Each of the three very distinguished judges sitting on the 8th Circuit panel had been appointed by Republican Presidents. Judge Pasco Bowman, a brilliant judge and often mentioned as being on the short list for the Supreme Court, wrote the majority decision. Judge Bowman explained that “the President, like all other government officials, is subject to the same laws that apply to all other members of our society.” He thought that case management techniques could be employed to avoid interfering with the duties of the President.

Judge Ross dissented. Judge Ross was worried that if a President could be sued during the President’s term of office, and subjected to the directions of a federal district judge during the course of the litigation, the office of the President would be harmed. Thus, he reasoned that unless exigent circumstances could be shown, all private actions for damages against a sitting President must be stayed until the completion of his term. Judge Ross saw no reason why the stay would prevent Jones from ultimately obtaining an adjudication of her claims.

The power of the Ross dissent was evidently such that Ross’ fellow Nebraskan (and successor) C. Arlen Beam felt compelled to file a special concurrence directed at the Ross dissent. Among other things, Judge Beam reasoned that the dissent’s concern about judicial interference with the functioning of the Presidency was “greatly overstated.”

Like Ross before him, Beam had been counsel to the Nebraska Republican Party. Beam too was a very heavy hitter in Republican circles prior to his appointment. While I have no inside knowledge on this, I am betting sparks were flying between Omaha and Lincoln where Judges Ross and Beam had their respective offices.
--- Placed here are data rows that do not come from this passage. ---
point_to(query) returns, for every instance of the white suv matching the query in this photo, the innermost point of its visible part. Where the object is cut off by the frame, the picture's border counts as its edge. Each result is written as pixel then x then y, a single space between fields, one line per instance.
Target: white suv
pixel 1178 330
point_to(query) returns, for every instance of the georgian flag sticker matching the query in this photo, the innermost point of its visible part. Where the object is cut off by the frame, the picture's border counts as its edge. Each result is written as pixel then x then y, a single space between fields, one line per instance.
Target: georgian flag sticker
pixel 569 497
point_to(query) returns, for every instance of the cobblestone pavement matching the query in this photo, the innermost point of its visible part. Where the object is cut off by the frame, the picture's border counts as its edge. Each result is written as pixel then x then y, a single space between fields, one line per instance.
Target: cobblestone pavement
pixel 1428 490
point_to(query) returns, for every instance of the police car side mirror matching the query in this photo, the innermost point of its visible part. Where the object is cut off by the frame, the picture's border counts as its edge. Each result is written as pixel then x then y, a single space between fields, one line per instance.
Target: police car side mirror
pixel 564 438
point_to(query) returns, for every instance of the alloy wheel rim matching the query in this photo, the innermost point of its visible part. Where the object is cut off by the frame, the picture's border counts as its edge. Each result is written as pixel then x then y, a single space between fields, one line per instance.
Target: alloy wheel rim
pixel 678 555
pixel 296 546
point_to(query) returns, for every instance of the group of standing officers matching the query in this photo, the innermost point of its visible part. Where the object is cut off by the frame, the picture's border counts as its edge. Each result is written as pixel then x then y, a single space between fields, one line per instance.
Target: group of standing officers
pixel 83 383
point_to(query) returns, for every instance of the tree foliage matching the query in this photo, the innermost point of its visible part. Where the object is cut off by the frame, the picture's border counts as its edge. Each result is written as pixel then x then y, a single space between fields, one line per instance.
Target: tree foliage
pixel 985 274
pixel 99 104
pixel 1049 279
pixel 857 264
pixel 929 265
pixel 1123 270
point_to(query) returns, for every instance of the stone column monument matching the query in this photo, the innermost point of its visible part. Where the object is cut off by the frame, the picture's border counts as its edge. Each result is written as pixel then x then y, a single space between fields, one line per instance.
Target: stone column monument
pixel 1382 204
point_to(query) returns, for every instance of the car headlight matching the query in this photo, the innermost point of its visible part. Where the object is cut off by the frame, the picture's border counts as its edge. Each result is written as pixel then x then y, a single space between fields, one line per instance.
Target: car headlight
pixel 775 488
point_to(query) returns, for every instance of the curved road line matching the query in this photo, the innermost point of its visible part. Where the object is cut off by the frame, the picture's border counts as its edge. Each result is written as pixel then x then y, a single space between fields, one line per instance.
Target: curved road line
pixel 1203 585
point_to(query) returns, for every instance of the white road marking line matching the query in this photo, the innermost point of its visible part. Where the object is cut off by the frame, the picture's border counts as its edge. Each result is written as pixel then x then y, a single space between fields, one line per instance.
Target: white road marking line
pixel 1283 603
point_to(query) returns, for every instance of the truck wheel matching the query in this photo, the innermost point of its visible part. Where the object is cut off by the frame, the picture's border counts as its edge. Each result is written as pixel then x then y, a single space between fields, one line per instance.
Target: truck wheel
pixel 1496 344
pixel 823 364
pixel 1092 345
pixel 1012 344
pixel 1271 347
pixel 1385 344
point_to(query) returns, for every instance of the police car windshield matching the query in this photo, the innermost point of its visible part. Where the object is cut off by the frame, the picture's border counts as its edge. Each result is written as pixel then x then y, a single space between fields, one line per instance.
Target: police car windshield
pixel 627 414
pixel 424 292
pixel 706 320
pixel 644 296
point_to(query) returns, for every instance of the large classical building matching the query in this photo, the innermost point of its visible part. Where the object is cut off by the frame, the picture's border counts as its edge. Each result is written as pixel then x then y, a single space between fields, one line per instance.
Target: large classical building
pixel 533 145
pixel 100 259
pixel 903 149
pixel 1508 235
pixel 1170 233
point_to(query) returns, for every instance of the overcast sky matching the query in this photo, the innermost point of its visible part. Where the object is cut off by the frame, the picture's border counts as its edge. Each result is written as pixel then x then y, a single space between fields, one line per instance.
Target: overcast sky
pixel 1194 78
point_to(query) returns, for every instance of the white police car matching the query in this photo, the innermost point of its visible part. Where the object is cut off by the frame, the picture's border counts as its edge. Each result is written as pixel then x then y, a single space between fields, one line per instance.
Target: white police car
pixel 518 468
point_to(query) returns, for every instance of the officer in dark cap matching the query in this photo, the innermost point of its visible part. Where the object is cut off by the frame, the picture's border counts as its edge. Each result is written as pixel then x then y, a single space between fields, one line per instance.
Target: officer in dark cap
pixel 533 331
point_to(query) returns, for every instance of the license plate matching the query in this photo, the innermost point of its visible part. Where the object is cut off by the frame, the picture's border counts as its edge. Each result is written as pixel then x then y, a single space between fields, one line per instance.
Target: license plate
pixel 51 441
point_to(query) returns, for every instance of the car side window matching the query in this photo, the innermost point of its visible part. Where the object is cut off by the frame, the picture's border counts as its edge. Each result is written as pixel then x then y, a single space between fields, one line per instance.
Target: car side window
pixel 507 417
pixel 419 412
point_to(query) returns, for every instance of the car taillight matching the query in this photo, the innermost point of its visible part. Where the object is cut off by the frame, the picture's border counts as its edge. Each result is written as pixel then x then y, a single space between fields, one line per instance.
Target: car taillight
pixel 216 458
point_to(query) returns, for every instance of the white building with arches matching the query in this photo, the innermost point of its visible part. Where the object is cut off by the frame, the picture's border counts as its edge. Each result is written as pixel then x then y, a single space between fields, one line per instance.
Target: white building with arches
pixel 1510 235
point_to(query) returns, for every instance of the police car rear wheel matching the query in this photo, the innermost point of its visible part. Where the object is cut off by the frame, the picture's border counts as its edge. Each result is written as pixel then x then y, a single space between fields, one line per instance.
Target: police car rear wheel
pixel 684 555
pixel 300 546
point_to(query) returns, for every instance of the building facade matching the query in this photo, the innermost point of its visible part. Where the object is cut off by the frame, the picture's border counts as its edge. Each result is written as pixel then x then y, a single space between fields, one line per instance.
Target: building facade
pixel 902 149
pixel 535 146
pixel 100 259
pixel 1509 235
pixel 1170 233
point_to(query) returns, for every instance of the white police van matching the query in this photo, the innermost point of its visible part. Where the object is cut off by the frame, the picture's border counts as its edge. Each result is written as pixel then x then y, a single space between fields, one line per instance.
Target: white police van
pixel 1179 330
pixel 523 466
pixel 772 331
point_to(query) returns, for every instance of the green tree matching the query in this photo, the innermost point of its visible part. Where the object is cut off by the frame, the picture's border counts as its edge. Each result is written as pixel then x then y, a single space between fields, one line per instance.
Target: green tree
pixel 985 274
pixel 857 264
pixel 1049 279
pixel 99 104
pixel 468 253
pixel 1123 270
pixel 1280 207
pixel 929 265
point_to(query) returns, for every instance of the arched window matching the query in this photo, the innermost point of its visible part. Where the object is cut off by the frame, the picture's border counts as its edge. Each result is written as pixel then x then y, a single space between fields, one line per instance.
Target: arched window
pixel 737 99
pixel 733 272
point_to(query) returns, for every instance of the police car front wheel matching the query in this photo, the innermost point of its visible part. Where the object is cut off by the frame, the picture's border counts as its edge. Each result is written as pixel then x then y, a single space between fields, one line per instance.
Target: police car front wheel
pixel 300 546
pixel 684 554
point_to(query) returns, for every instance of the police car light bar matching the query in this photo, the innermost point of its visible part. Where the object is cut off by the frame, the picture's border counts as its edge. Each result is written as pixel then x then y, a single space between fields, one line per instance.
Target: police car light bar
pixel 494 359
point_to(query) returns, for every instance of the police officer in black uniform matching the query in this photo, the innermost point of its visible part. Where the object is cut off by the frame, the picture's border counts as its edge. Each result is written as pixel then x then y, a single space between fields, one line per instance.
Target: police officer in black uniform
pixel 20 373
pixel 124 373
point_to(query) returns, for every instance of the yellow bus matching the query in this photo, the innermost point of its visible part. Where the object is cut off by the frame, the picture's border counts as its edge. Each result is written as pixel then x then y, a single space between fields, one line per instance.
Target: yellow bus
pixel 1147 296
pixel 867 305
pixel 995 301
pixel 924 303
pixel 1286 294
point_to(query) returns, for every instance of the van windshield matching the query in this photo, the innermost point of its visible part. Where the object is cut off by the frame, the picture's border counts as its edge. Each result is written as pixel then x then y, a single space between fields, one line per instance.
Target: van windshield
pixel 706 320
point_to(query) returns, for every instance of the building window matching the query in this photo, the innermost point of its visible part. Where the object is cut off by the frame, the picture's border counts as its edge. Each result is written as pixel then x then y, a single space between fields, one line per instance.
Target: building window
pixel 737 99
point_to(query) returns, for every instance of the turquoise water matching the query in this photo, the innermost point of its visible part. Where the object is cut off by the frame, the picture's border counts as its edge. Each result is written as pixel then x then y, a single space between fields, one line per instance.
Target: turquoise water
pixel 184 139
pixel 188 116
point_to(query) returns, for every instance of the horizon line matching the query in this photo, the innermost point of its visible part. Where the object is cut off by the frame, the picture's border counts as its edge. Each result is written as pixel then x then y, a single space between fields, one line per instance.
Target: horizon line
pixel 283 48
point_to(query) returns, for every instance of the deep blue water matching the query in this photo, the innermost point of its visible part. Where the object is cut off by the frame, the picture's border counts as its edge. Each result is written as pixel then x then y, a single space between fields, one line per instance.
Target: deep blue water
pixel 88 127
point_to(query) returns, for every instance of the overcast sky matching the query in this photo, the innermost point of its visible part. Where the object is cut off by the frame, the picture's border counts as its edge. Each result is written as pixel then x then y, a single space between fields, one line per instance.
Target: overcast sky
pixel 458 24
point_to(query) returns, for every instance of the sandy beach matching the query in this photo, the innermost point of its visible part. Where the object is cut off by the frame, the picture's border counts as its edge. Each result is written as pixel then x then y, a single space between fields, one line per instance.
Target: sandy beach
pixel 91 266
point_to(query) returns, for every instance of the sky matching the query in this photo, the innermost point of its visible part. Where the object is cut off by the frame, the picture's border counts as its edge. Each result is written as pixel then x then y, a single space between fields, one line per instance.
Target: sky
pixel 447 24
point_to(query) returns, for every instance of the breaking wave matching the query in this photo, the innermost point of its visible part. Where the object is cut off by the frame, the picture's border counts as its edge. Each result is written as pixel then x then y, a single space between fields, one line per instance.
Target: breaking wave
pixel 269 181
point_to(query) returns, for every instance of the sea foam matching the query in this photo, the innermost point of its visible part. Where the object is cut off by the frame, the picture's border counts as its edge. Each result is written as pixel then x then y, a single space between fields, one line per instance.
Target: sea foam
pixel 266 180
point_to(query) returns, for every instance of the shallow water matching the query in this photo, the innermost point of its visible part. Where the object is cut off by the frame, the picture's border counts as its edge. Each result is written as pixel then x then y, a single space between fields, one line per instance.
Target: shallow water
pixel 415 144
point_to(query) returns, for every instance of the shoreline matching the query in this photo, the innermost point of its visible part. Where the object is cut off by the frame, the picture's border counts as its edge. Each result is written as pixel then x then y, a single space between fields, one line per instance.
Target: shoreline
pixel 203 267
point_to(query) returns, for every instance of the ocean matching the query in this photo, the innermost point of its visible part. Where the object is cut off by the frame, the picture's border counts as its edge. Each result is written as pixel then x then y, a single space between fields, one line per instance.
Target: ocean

Judge Ross’ dissent in the Clinton case is a good example of a political pro turned judge knowing and internalizing the difference between law and politics.*While he taught his law clerks a lot of things, that lesson was among the most important. There is a post script, but I will write about that tomorrow.


*To be perfectly clear, I do not mean to suggest in any way that Judge Bowman or Judge Beam were motivated by politics.